A Time of Numbness Comes to a Sudden Close
You know what ticks me off? People who complain about not having any friends, but they were the ones who killed the friendships they had. And you know what? No one hears me complaining?! I'm SO annoyed by those who complain ALL the time about the things they don't have but aren't even willing to admit that THEY'RE the ones who made it all happen CONSCIOUSLY. What happened to sticking with your girls when things got rough? What happened to, "I'm with you girl!"?
I'm pissed off because I can't make friends as easily as people think and the few that I have YEARS with can't deal with me. I'm too much. Its MY fault.
I'm SO tired of SCREWY THINGS. ITS NOT A GOD THING. Its an US thing. WE'RE the screwed up ones! What is up with telling people that God told you things but you can't back it up with scripture? What is UP with HINDERING friendships because God told you something? Gah.
I'm SO frustrated.
And the hardest part is: I'm starting to feel EVERYTHING now. No more numbness. Its ALL coming in waves of anger, injustice and just out-right SADNESS.

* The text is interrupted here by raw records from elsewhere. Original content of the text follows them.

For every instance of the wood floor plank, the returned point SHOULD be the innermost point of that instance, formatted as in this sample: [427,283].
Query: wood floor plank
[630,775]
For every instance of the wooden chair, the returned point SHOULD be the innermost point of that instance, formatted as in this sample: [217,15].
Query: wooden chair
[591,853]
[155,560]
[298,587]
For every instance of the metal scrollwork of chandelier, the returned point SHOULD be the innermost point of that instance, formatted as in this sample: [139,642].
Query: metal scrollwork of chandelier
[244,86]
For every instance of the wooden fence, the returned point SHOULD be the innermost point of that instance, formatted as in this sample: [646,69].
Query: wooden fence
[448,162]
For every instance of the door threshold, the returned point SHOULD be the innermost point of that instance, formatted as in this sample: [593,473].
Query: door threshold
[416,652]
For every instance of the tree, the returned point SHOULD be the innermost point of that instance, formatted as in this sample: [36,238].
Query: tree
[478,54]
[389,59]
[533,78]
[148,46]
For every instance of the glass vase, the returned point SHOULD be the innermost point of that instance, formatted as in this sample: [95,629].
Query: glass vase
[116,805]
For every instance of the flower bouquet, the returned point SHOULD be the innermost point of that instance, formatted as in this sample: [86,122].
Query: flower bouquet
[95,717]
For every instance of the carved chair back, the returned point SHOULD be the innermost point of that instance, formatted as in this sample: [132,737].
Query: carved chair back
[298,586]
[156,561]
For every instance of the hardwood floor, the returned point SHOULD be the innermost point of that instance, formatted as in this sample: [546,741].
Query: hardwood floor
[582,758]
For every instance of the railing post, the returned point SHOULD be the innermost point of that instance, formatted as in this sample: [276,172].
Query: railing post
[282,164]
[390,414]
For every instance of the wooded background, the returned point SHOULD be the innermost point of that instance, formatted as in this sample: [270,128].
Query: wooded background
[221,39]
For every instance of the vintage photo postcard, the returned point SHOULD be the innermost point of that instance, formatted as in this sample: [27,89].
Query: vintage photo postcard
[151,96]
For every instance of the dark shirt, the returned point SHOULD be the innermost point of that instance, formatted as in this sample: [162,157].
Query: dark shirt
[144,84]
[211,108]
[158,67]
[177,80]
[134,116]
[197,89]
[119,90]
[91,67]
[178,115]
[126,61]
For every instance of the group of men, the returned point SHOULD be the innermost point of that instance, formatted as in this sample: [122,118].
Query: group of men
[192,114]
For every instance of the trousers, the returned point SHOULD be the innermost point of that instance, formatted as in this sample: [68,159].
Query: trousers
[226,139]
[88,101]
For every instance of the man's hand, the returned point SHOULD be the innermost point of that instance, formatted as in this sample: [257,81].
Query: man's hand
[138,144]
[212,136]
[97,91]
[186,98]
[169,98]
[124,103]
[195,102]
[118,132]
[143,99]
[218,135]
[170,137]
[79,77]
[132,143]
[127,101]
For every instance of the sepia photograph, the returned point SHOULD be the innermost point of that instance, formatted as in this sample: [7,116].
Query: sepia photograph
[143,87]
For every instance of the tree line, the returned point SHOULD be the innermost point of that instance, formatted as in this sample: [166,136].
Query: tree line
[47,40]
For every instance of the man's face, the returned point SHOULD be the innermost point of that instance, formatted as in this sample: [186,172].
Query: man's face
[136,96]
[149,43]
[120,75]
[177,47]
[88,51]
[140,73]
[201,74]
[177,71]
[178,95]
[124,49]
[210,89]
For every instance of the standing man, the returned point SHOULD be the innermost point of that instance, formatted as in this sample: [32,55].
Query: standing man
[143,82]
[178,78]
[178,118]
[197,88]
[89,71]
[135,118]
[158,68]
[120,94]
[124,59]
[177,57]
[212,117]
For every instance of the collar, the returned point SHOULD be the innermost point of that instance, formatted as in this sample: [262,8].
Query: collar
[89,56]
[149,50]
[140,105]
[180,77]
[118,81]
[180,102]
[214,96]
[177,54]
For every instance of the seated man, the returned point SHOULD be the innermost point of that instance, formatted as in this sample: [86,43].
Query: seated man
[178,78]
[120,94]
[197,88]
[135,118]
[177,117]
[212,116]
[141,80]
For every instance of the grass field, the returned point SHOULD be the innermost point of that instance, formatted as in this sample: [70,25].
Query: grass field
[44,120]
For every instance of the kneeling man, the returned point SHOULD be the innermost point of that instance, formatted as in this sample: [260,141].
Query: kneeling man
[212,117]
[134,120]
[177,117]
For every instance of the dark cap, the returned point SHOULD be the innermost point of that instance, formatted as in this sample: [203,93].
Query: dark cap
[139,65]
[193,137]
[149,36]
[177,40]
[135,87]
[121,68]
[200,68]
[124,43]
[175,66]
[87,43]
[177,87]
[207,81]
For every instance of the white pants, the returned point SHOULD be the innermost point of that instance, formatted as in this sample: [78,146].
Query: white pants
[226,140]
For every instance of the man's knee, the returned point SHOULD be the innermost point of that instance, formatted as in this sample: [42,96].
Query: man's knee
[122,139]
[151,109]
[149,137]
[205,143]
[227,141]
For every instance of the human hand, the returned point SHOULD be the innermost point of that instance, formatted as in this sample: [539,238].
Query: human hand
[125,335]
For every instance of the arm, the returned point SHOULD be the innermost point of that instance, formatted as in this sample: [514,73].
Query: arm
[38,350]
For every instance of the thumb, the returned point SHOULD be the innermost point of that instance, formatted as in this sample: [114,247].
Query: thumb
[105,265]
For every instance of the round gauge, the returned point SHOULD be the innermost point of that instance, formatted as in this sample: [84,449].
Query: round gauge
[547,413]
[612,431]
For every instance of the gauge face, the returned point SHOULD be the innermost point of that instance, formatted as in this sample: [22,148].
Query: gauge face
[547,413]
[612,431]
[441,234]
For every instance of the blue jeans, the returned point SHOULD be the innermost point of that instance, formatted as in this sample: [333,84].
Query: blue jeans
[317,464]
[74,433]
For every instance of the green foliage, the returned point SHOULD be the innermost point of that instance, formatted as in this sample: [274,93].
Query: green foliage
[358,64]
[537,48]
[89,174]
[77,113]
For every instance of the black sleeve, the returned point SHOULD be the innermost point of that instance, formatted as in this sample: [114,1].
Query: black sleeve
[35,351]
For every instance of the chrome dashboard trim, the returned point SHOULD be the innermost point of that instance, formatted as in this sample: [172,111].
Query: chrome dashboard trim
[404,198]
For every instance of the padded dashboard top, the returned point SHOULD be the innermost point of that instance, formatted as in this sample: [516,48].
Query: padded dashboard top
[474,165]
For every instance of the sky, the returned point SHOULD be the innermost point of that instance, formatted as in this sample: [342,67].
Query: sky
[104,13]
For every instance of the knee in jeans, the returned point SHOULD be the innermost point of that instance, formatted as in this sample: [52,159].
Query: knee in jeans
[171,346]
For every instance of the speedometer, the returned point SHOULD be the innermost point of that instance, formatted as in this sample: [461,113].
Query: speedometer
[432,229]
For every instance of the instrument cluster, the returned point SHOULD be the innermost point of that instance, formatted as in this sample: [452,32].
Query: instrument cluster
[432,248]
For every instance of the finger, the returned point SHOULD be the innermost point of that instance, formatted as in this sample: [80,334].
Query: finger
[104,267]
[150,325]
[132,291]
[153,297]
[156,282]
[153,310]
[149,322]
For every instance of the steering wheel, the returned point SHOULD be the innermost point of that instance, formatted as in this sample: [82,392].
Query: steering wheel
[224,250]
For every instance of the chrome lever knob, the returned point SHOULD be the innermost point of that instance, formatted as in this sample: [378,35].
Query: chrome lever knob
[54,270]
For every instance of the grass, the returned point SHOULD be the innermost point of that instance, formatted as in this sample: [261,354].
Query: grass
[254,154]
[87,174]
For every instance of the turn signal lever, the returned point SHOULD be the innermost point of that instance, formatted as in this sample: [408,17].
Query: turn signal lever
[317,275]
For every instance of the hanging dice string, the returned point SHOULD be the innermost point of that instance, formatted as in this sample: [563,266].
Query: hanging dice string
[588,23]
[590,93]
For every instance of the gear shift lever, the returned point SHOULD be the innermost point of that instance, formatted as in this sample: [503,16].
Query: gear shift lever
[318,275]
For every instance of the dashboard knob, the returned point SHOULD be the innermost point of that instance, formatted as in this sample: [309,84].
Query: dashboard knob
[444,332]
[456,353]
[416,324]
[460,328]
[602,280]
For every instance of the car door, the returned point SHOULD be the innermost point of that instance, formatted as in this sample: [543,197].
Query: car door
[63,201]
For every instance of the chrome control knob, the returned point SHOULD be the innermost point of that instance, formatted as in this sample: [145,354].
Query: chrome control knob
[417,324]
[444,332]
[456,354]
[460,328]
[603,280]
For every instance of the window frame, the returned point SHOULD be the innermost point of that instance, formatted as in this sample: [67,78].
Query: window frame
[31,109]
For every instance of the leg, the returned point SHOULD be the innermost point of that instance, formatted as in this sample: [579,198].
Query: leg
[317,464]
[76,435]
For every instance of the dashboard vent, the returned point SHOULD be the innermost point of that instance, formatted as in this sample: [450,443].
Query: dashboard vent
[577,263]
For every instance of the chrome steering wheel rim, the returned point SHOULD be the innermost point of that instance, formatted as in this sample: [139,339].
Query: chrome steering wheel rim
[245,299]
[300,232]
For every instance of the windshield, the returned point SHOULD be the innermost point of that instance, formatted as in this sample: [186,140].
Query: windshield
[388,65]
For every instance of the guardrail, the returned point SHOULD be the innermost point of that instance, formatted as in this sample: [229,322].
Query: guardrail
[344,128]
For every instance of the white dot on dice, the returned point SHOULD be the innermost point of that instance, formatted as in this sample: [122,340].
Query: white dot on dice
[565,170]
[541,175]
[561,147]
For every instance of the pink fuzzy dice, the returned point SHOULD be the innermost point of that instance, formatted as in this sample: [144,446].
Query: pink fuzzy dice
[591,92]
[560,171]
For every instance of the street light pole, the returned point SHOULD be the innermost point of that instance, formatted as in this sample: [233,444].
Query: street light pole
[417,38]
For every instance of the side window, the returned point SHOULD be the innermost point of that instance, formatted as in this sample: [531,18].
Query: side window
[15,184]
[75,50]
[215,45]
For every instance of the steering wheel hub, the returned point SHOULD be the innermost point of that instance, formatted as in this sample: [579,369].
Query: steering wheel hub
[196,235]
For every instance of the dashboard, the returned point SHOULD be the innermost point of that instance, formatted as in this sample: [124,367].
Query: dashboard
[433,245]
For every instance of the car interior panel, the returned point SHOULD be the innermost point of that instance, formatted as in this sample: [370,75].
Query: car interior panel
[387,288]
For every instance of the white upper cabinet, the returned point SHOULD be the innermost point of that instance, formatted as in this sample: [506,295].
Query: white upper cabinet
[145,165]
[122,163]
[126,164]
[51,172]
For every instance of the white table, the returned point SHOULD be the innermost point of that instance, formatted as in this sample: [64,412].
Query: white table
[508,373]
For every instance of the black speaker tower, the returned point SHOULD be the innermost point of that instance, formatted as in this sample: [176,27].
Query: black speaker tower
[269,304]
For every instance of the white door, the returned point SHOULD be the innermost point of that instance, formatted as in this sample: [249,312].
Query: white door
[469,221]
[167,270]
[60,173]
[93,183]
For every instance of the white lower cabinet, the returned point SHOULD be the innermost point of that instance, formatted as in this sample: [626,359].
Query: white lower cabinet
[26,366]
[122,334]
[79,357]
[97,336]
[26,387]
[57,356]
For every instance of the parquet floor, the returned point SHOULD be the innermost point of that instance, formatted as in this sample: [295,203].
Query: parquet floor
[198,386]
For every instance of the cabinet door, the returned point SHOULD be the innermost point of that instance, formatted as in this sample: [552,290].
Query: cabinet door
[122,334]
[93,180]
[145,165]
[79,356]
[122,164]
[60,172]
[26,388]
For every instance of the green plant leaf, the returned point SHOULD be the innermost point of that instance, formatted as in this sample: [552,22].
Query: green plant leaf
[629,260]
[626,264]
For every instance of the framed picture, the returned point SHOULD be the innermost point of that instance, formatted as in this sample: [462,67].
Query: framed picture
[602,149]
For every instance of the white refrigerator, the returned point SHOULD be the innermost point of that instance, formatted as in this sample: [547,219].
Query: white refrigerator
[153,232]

Mostly I'm just angry. I'm angry at those I trusted to be doing GOD things and instead they're hiding from conflict.
GOD I HATE IT.
I just want to cry. No one's growing up here except for me, and its against my own premonitions.
*This is a disclaimer. Anything that may have been said was spoken out of emotional stress and over-flowed feelings. However, this disclaimer does not disqualify the truth and reality still proclaimed in the entry above. Thank you.